In my quest to make my code completely correct and beautiful, largely through the liberal application of obscure and anal-retentive attributes like __warn_unused_result__ and __malloc__, I've hit a problem. Is it safe and correct to use __pure__ with GObject convenience getter functions?
As far as the literature explains it, “pure” C functions (no relation to pure mathematical or functional functions) can access pointers and global memory, but must not write to them, and cannot use system resources. In return, gcc can apply extra optimisations to calls to pure functions, since it can assume the return value of a pure function (for a given set of arguments) will not change, no matter how many times the function is called, until memory is written or a non-pure function is called. This allows for elimination of redundant calls to pure functions (since they're known to not have any side-effects) or, conversely, for gcc to add in calls to a pure function in preference to storing the result in memory, if it thinks that will perform better. Furthermore, gcc can perform loop optimisations on loops which just use pure functions.
This is all good, and I think I've done a good job of regurgitating the gcc manual here, but it doesn't answer the question. There are loads of GObject-based libraries out there, and none of them (as far as I can tell) are using pure convenience getters. I must be missing something from the wisdom of the masses.

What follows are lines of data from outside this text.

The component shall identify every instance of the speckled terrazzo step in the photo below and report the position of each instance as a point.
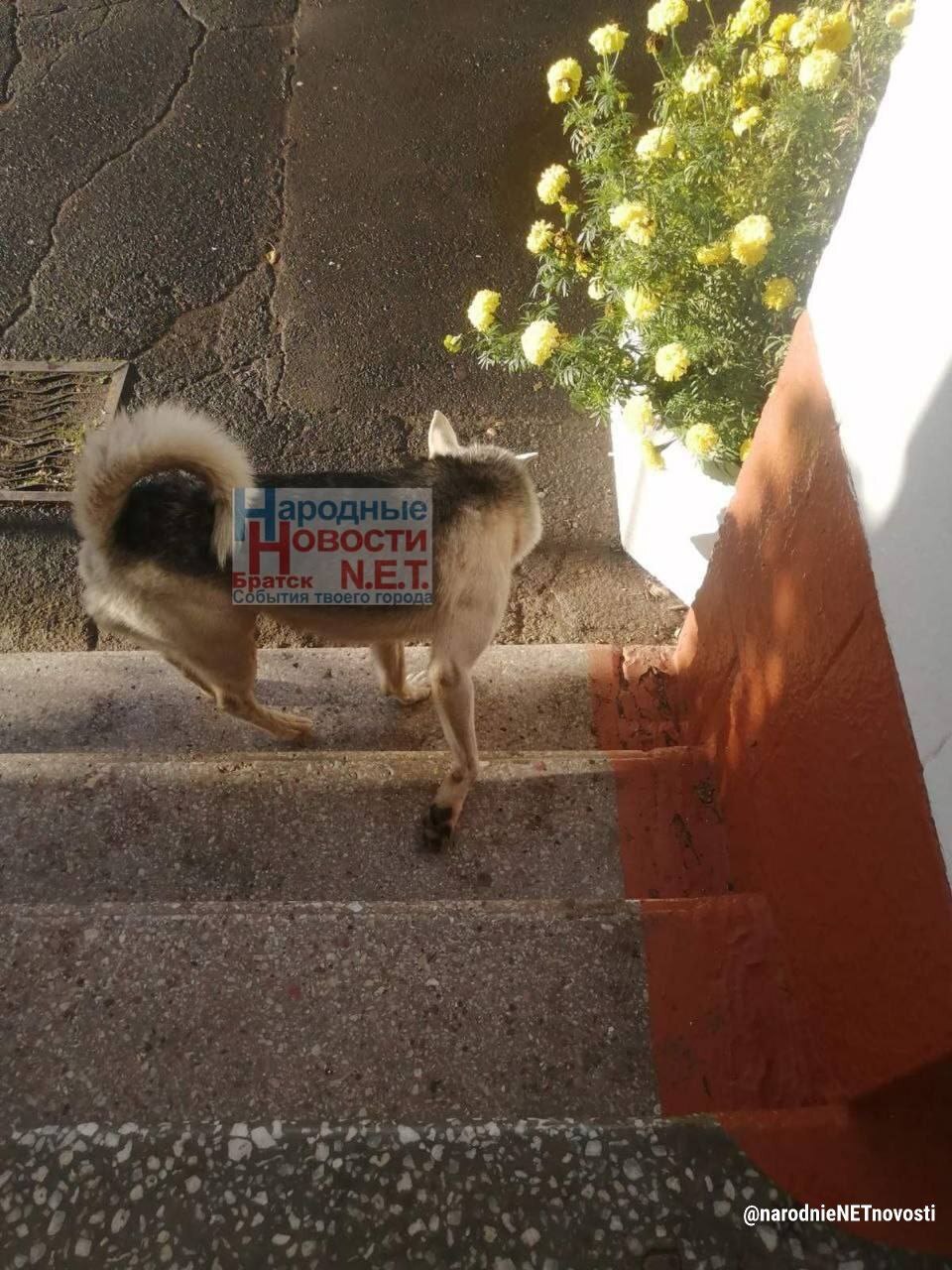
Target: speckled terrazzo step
(318, 826)
(390, 1011)
(532, 697)
(552, 1196)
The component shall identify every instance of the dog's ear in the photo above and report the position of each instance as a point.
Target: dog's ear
(442, 436)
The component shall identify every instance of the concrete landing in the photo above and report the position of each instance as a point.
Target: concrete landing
(345, 826)
(388, 1011)
(531, 1194)
(527, 698)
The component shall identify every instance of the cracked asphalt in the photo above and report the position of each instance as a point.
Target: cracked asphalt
(276, 211)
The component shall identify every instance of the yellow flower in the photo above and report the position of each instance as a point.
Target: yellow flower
(652, 456)
(671, 362)
(819, 68)
(835, 32)
(714, 253)
(551, 183)
(752, 13)
(563, 79)
(751, 238)
(608, 40)
(778, 294)
(639, 414)
(665, 14)
(774, 63)
(701, 440)
(639, 304)
(747, 121)
(635, 220)
(699, 76)
(900, 14)
(538, 340)
(806, 30)
(780, 24)
(483, 309)
(656, 144)
(539, 236)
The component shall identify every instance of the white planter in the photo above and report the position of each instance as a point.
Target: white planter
(667, 520)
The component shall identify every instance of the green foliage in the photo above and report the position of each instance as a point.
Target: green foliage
(792, 166)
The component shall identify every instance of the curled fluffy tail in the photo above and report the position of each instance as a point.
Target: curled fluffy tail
(157, 439)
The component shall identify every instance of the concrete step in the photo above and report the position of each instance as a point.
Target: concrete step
(321, 1011)
(527, 698)
(304, 826)
(547, 1194)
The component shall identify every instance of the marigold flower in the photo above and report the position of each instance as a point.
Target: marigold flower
(635, 220)
(665, 14)
(751, 238)
(701, 440)
(652, 456)
(551, 183)
(780, 24)
(714, 253)
(639, 414)
(806, 30)
(539, 236)
(699, 76)
(747, 119)
(835, 32)
(538, 340)
(900, 14)
(778, 294)
(639, 304)
(752, 13)
(774, 63)
(483, 309)
(656, 144)
(671, 362)
(563, 80)
(819, 70)
(608, 40)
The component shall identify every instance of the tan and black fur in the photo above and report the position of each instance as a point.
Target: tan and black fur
(153, 506)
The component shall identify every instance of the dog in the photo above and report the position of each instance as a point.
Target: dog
(153, 507)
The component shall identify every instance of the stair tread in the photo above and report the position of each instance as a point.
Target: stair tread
(527, 697)
(551, 1193)
(345, 826)
(334, 1010)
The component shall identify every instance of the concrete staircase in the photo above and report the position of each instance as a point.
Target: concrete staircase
(248, 1023)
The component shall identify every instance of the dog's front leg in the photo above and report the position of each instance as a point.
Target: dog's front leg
(453, 698)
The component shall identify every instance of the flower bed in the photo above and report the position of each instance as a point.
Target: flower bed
(701, 230)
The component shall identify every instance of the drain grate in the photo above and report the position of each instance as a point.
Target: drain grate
(45, 412)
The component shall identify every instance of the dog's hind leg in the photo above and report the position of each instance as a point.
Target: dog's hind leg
(391, 665)
(229, 675)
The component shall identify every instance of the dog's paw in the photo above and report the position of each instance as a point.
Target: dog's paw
(416, 688)
(436, 826)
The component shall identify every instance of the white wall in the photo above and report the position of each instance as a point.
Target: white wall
(881, 309)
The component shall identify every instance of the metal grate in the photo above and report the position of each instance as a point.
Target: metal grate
(45, 412)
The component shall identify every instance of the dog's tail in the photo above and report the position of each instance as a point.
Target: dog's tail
(157, 439)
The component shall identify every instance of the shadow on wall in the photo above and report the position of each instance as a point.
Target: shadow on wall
(910, 545)
(789, 681)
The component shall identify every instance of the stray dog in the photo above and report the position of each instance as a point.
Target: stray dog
(157, 570)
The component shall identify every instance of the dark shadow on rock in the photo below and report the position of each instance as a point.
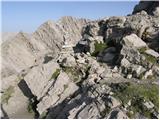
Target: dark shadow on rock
(113, 114)
(25, 89)
(47, 59)
(5, 116)
(32, 98)
(61, 111)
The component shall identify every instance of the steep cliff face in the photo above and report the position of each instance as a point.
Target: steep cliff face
(76, 68)
(17, 54)
(24, 50)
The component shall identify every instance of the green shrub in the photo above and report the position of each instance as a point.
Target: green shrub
(99, 47)
(149, 58)
(7, 94)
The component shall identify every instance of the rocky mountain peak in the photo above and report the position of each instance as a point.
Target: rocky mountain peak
(82, 69)
(149, 6)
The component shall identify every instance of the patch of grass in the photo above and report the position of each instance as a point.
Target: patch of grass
(105, 111)
(7, 95)
(137, 93)
(43, 115)
(142, 50)
(55, 74)
(99, 47)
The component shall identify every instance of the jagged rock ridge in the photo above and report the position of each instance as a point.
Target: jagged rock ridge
(76, 68)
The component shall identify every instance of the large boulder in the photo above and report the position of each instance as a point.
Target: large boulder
(133, 41)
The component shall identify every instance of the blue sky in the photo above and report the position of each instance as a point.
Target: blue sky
(27, 16)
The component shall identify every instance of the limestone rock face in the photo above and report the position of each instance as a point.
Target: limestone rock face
(134, 41)
(40, 78)
(148, 6)
(17, 54)
(81, 69)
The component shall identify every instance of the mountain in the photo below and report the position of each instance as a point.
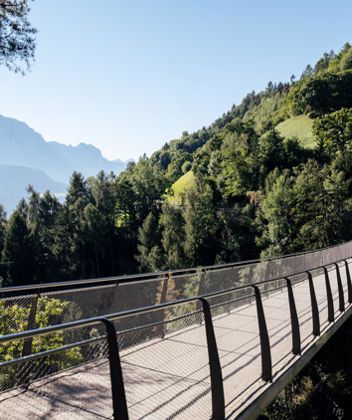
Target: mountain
(15, 179)
(27, 158)
(20, 145)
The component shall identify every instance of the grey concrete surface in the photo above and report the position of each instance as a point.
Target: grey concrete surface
(169, 377)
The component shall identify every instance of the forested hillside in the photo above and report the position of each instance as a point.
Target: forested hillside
(271, 176)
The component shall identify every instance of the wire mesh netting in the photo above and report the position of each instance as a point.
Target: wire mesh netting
(164, 352)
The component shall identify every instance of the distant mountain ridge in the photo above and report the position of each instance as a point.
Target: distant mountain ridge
(20, 145)
(27, 158)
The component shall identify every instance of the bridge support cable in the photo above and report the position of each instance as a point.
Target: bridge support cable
(264, 338)
(349, 284)
(119, 403)
(331, 313)
(340, 289)
(314, 305)
(296, 337)
(217, 387)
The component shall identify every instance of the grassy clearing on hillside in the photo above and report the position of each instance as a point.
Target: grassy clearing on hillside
(185, 182)
(300, 127)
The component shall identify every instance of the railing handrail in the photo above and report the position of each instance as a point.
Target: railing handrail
(125, 279)
(147, 309)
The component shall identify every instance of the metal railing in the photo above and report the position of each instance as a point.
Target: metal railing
(230, 297)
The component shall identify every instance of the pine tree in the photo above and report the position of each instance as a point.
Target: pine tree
(19, 249)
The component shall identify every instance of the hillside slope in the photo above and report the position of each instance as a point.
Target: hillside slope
(300, 127)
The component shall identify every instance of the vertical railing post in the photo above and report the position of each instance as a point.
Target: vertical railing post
(119, 402)
(331, 314)
(314, 304)
(217, 387)
(31, 325)
(264, 338)
(340, 288)
(349, 284)
(296, 337)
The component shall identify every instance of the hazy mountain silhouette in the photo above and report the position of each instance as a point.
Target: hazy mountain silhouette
(26, 158)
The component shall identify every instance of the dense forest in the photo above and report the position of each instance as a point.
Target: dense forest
(241, 188)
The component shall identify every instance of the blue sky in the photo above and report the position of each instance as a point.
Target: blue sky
(127, 76)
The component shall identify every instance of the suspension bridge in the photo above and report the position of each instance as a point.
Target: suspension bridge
(214, 342)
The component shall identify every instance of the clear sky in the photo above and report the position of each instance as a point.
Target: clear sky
(127, 76)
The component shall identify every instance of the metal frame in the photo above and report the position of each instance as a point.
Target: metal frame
(119, 403)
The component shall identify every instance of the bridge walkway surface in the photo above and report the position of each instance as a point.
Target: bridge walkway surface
(169, 377)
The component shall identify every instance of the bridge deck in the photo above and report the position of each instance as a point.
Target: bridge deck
(169, 377)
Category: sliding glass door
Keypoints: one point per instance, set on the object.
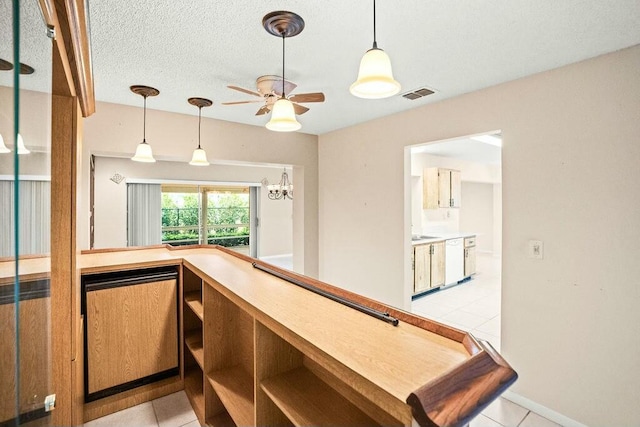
(25, 215)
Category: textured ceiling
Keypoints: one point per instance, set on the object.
(197, 48)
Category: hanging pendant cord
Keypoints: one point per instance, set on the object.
(144, 121)
(199, 120)
(283, 37)
(375, 44)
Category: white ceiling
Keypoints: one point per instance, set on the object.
(463, 149)
(197, 48)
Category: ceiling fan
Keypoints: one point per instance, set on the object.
(269, 88)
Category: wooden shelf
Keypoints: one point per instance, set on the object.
(307, 400)
(234, 387)
(193, 390)
(222, 419)
(194, 301)
(193, 340)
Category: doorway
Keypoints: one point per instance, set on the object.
(471, 304)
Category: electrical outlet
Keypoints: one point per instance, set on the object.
(50, 403)
(536, 249)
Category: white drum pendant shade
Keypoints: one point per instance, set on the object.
(143, 153)
(375, 77)
(199, 158)
(283, 117)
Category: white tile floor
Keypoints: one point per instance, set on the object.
(173, 410)
(473, 306)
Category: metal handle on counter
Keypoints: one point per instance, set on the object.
(385, 317)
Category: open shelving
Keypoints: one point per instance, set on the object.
(229, 360)
(193, 351)
(304, 399)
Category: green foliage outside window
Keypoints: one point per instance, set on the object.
(227, 219)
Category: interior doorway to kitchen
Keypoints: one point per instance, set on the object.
(473, 303)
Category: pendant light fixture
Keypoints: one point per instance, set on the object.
(283, 190)
(199, 157)
(21, 148)
(283, 24)
(143, 151)
(375, 78)
(3, 148)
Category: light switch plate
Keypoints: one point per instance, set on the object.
(536, 249)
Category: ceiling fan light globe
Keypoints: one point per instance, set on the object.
(283, 117)
(3, 148)
(21, 148)
(375, 76)
(143, 153)
(199, 158)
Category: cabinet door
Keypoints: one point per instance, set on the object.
(131, 334)
(455, 188)
(431, 189)
(470, 261)
(422, 268)
(444, 185)
(437, 264)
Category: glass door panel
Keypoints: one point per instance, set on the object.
(25, 200)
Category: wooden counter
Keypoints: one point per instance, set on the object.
(277, 338)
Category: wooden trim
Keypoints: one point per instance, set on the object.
(72, 25)
(62, 255)
(63, 78)
(430, 325)
(457, 397)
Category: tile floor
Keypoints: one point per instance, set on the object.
(173, 410)
(473, 306)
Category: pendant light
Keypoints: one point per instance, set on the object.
(375, 78)
(3, 148)
(143, 151)
(283, 190)
(283, 24)
(199, 157)
(21, 148)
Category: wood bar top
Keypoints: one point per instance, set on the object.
(419, 369)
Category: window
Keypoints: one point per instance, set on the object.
(194, 215)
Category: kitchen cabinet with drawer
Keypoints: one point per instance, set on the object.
(441, 188)
(469, 256)
(428, 266)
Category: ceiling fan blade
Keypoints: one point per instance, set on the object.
(308, 97)
(299, 109)
(288, 87)
(263, 110)
(241, 102)
(243, 90)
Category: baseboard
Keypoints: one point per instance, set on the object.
(268, 257)
(543, 411)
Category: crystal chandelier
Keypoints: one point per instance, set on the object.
(283, 190)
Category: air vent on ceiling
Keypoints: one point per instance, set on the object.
(418, 93)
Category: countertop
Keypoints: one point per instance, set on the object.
(438, 237)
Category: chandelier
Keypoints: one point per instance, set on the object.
(283, 190)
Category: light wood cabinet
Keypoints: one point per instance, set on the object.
(429, 266)
(441, 188)
(193, 348)
(469, 256)
(131, 330)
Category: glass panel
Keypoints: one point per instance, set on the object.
(25, 194)
(228, 219)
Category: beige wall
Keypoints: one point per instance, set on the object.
(115, 130)
(476, 214)
(276, 225)
(570, 178)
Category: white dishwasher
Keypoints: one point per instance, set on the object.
(454, 261)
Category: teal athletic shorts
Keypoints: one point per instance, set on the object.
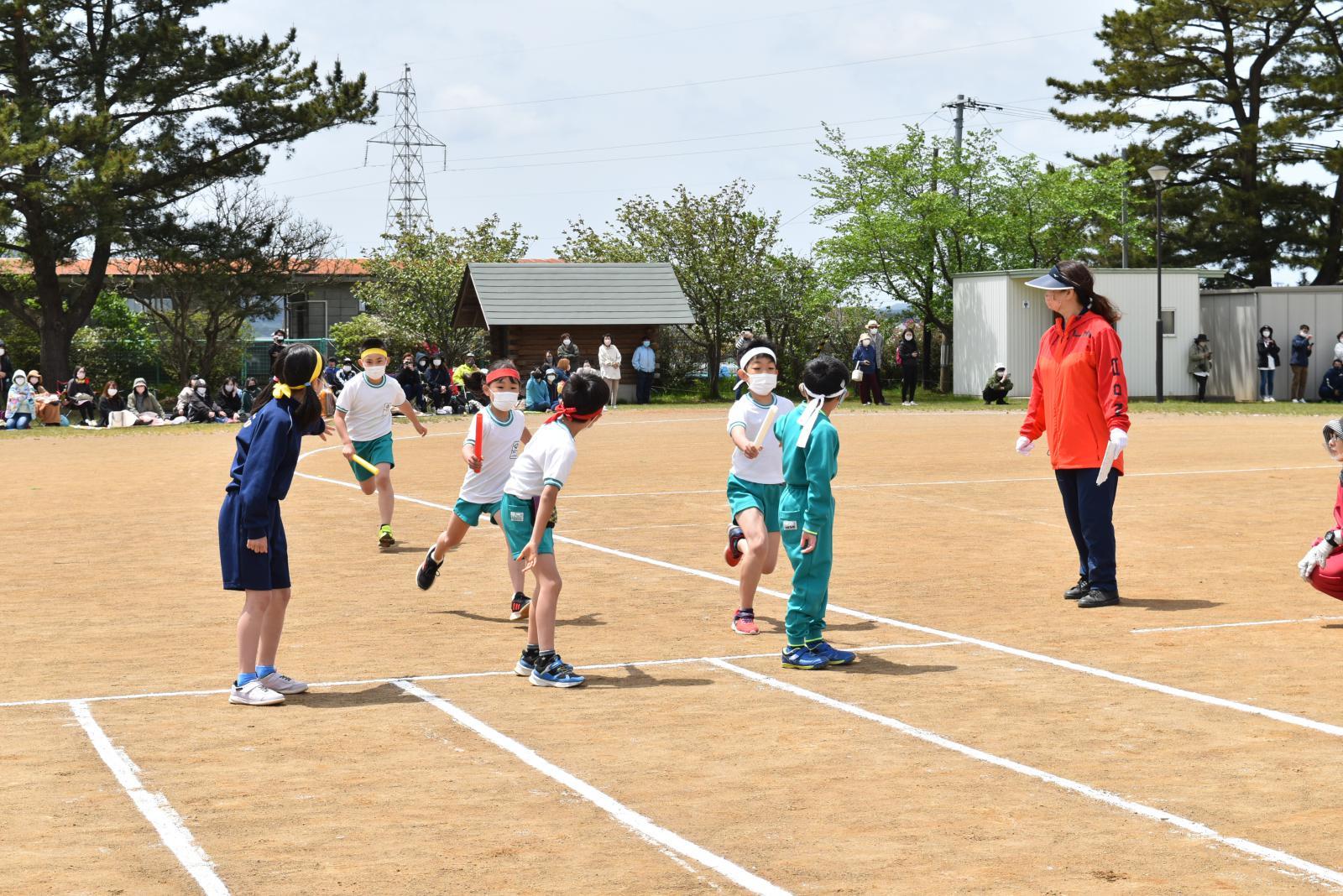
(470, 513)
(378, 451)
(743, 495)
(517, 519)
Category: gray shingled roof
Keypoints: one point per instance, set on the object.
(572, 294)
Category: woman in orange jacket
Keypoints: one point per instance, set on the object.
(1080, 399)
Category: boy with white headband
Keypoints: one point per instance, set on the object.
(364, 423)
(503, 436)
(755, 482)
(806, 513)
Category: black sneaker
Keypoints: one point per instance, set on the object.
(1078, 591)
(427, 571)
(1098, 597)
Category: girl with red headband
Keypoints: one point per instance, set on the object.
(488, 466)
(528, 515)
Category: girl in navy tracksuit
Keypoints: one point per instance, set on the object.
(252, 535)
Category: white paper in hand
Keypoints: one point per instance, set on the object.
(1103, 474)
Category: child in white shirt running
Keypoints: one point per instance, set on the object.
(364, 423)
(504, 435)
(755, 483)
(528, 510)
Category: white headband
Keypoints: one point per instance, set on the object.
(755, 353)
(809, 416)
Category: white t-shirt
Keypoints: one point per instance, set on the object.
(368, 408)
(501, 445)
(767, 467)
(546, 461)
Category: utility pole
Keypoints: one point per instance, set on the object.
(407, 199)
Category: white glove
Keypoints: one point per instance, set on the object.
(1314, 560)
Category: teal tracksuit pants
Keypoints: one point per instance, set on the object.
(806, 617)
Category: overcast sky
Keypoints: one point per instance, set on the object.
(510, 154)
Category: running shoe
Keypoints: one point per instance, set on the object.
(427, 571)
(525, 663)
(830, 655)
(282, 683)
(801, 658)
(520, 608)
(557, 675)
(254, 694)
(732, 553)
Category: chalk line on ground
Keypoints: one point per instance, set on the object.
(154, 806)
(640, 824)
(1249, 848)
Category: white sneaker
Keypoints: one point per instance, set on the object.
(281, 683)
(254, 694)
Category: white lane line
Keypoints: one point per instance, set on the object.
(152, 695)
(1264, 853)
(154, 806)
(641, 826)
(1325, 727)
(1287, 718)
(1232, 625)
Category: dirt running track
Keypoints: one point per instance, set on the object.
(994, 738)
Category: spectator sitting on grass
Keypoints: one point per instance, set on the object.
(19, 407)
(80, 396)
(46, 404)
(1331, 387)
(230, 400)
(145, 405)
(537, 392)
(195, 405)
(998, 387)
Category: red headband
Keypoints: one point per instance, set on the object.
(574, 414)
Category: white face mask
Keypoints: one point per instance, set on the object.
(763, 384)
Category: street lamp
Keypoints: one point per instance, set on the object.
(1159, 174)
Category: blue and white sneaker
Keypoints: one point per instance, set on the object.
(525, 663)
(833, 656)
(557, 675)
(802, 658)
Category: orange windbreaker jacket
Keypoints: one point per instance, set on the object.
(1079, 392)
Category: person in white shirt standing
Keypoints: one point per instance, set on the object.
(364, 423)
(755, 483)
(609, 358)
(488, 466)
(528, 517)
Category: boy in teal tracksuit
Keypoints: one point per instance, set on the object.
(806, 513)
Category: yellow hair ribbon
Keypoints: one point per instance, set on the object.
(285, 391)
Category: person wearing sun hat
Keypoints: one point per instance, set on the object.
(1079, 396)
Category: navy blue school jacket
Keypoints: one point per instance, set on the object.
(264, 464)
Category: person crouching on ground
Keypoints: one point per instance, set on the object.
(1323, 564)
(998, 387)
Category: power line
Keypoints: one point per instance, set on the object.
(763, 74)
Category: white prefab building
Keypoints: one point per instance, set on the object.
(1000, 320)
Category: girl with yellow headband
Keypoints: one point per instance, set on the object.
(252, 535)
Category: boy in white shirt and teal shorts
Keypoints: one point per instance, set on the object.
(528, 517)
(364, 423)
(755, 483)
(488, 466)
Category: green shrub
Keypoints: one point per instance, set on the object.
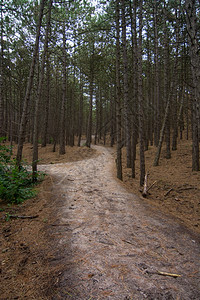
(15, 183)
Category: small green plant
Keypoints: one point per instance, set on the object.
(7, 217)
(15, 183)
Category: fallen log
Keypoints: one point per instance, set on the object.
(163, 273)
(167, 193)
(23, 217)
(144, 193)
(151, 186)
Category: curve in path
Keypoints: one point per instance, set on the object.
(114, 243)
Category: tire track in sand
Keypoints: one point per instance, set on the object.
(114, 243)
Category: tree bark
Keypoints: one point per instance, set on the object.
(64, 89)
(118, 104)
(140, 97)
(190, 8)
(29, 88)
(37, 102)
(1, 75)
(126, 96)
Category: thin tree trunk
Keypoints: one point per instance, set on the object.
(118, 105)
(190, 7)
(89, 127)
(1, 76)
(156, 76)
(64, 89)
(140, 97)
(135, 84)
(126, 96)
(47, 102)
(166, 74)
(39, 92)
(29, 88)
(80, 112)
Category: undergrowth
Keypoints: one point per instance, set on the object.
(16, 183)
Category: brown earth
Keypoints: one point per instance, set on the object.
(93, 239)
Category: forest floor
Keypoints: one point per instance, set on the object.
(94, 239)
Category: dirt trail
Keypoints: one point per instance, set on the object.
(113, 243)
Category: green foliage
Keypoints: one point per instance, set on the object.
(15, 183)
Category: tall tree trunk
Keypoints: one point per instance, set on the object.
(192, 28)
(140, 97)
(47, 102)
(37, 102)
(126, 96)
(1, 75)
(134, 110)
(156, 76)
(80, 119)
(166, 91)
(89, 127)
(64, 89)
(29, 88)
(118, 102)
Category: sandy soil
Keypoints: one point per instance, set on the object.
(95, 240)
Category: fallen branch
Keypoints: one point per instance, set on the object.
(167, 193)
(163, 273)
(23, 217)
(168, 274)
(127, 242)
(188, 188)
(151, 186)
(144, 193)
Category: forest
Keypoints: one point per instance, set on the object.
(124, 71)
(99, 133)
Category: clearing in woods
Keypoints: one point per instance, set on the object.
(102, 242)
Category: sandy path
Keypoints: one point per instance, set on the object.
(114, 243)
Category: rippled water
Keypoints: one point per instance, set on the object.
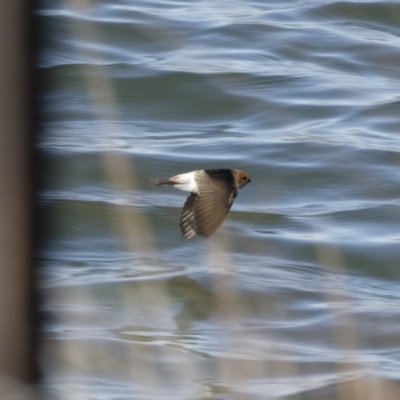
(297, 295)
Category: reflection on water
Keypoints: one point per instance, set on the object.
(296, 295)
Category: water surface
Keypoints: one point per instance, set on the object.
(297, 295)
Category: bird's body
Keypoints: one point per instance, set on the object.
(212, 194)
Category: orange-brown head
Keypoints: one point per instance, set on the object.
(241, 178)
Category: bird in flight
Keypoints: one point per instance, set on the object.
(212, 194)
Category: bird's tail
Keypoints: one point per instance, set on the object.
(159, 182)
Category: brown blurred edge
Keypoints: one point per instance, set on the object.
(17, 177)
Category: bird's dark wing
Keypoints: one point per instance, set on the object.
(203, 213)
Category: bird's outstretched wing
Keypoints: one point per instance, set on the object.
(203, 213)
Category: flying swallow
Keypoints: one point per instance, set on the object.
(212, 194)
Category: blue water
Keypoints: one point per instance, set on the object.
(297, 294)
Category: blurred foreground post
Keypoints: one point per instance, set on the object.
(16, 354)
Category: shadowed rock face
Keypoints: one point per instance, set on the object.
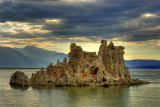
(83, 68)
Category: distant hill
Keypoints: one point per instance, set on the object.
(143, 64)
(29, 56)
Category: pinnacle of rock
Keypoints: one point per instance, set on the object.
(83, 68)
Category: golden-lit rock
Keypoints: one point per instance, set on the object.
(83, 68)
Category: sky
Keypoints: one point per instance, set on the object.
(54, 24)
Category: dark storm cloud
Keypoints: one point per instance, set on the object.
(107, 19)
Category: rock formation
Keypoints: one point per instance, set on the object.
(83, 69)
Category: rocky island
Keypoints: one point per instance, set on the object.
(83, 69)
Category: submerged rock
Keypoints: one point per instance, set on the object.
(83, 69)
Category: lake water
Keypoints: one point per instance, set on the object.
(134, 96)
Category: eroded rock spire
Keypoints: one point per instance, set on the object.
(83, 68)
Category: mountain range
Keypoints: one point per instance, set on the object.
(34, 57)
(28, 57)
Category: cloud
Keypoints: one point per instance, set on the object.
(126, 20)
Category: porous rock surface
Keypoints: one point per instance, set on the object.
(83, 69)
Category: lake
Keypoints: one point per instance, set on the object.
(147, 95)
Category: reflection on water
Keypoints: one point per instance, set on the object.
(41, 96)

The only situation I can think of where using the __pure__ attribute on a convenience getter function could result in incorrect code is if the object in question is modified from a thread (2) other than the one (1) calling the getter. For example, thread 1's frobnicate() function calls my_object_get_property_foo() a couple of times in a function at the same time as thread 2 calls my_object_set_property_foo(). Normally, let's say, the first call to my_object_get_property_foo() would return the old value, and the second call would return the new value. If my_object_get_property_foo() was a pure function, though, the compiler could potentially optimise out the second call, and so thread 1 would never see the new value of the “foo” property.
There are fairly few places where this is the desired behaviour with or without use of __pure__, though. The frobnicate() function is likely to have locking in this situation, which would prevent the race condition as normal, while still allowing the compiler to optimise out some of the calls to the pure my_object_get_property_foo() function.
In summary, what I'm proposing is that people use the G_GNUC_PURE attribute on their GObject convenience getter functions as much as appropriate. From my tests adding the attribute to functions in libgdata, it doesn't make much of a difference in performance but does reduce the code size of applications which use libgdata. (These tests weren't particularly thorough, though; they were actually just done against one function, looking at the disassembly of a test program which called it.)
Just as an example, here's a pure convenience getter function I wrote earlier:
GList *gdata_entry_get_categories (GDataEntry *self) G_GNUC_PURE;
GList *
gdata_entry_get_categories (GDataEntry *self)
{
g_return_val_if_fail (GDATA_IS_ENTRY (self), NULL);
return self->priv->categories;
}
On another note, that return type should really be const GList*, but GLib's list functions aren't const-correct.
I take it the header is where the attribute needs to be applied so that calling/linking code can be optimized appropriately?
Yeah; I just merged the declaration into the definition in the example to make it shorter. I think I'll split them up, since it isn't clear enough this way.
Declaring these functions pure only saves if two calls to the function occur in succession (or if the return value isn't used -- but why call "get" then?) -- so the gain is extremely marginal. not worth the typing.
There are more situations than that which could be optimised, but you're right that it probably wouldn't give many gains. Still, it's only 12 characters per function.
as i understand it, methods with locking can never be __pure__, because a lock is a system resource. and how should the compiler know at compile time if an other thread has changed the value, even with locking?
the only methods i can think of using pure are getters for variables that do not change or methods that do not access object members.
In my example, the my_object_get_property_foo() would be the pure one, while frobnicate() (which is calling it) has the locking. I expect that would be the normal solution, since there'd be a potential race in frobnicate() otherwise.
You are correct though: functions with locking can never be pure, because the locks use volatile memory.
My argument is that pure could be used for all trivial getters of an object, under the assumption that the object is only modified from one thread.
this only works if my_object_get_property_foo() is only called from frobnicate() (or you have to somehow guarantee that it is called between locks, assuming my_object_set_property_foo() locks too). locking outside of my_object would not work, because there is nothing to tell the compiler the value could have changed.
so, the only _save_ use is the single threaded case (modified and read from 1 thread)...
That's my conclusion, yes. Of course, objects using pure getters could still be used in a multi-threaded app, as long as all changes to them were marshalled through the main thread.